When there aren’t as many excuses. When you don’t have many places to be or things outside the house to do.
We’ve entered a strange period where many of us suddenly have lots of free time throughout the day at home. We’re expected to stay home, after all.
And this seems like the logical time to get more writing done than usual. It seems like the time to finally write your book, finally get that project finished that you’ve putting off. If we’re not supposed to leave the house, if we have hours and hours to fill, then writing up a storm seems the best course of action.
I’ve said many times before how you should write every day if you want to be a successful writer. You can’t just think about writing or talk about writing. It’s important you sit down at your chair every day and get at least a little bit of writing done.
I always feel better once I’ve done some writing, or revised a chapter from my latest novel, or queried some literary agents, or whatever it may be.
At the same time, this period has filled us with fear and uncertainty… and so if you don’t want to write?
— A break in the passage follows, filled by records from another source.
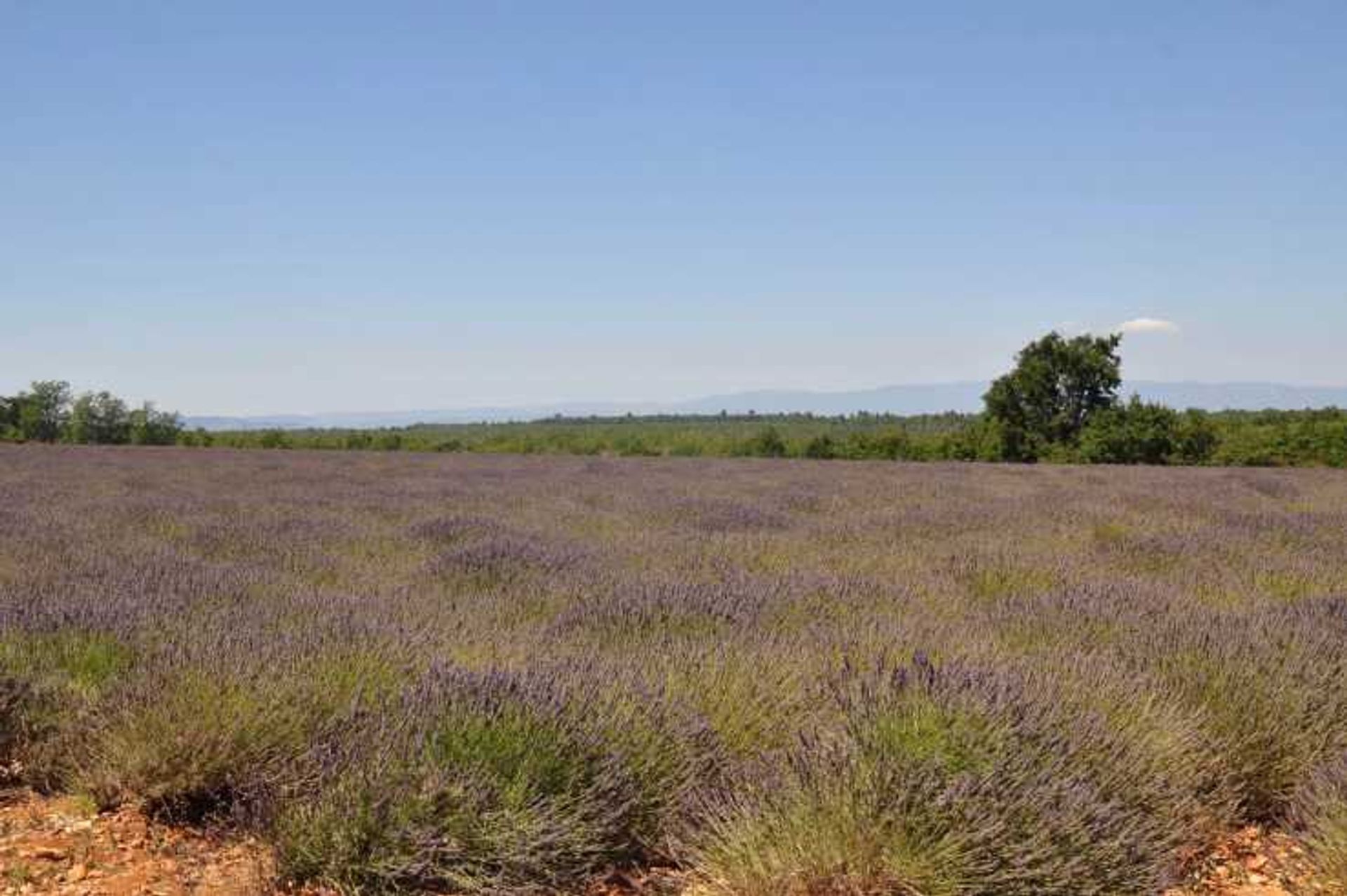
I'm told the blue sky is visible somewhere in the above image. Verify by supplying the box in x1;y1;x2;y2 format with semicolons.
0;0;1347;413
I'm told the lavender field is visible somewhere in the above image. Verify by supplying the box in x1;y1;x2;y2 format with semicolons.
0;446;1347;896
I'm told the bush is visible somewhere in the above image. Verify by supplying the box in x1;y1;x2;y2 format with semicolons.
694;657;1219;896
275;667;716;893
1296;753;1347;884
1079;395;1180;464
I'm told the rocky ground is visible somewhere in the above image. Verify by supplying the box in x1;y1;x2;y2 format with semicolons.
0;792;1347;896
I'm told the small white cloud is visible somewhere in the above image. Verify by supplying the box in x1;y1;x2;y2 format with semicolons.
1118;318;1179;335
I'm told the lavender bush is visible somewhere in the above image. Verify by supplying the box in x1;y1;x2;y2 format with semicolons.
0;446;1347;896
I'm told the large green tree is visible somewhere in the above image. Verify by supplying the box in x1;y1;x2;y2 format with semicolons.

Then you don’t have to write.
I’ve tried to maintain that old “the show goes on” mentality and have continued working on my various writing projects.
Last week I finished sending out query letters for my MFA thesis novel to literary agents, and this week I’ve been hard at work on the third draft of my latest young adult thriller, Fear of Water.
But I have to admit an odd feeling has overwhelmed me this week. I’ve had the sense that what I’m doing doesn’t matter, that these writing projects are so meaningless in the scope of what the world is going through right now.
Part of me wants to step away from the laptop because things aren’t normal, and they’re not going to be for awhile. How can I continue on with this revision in light of what’s happening?
The truth is that stories, both fictional and non-fictional, really are saving everyone.
Art is saving so many of us, and I don’t know where we’d all be right now without it.
As of now I go on. I write. I revise. I fall in love with storytelling again. Writing has a way of putting me at ease, and in some ways creativity makes me feel stronger inside.
But if you don’t feel the same way, don’t force it. Don’t feel like you have to write.
If you find yourself bingeing Netflix all day, maybe find an hour to give to your creative process. Even if all you’re able to do is write a few sentences, that’s progress.
But if you have no interest in writing right now, I understand. Who knows what these next few weeks have in store for us.
So take care of yourself, first and foremost. Do what you need to do.
Just remember this: if you don’t feel mentally ready to return to the world of whatever story you’re telling, it will still be there for you in the future.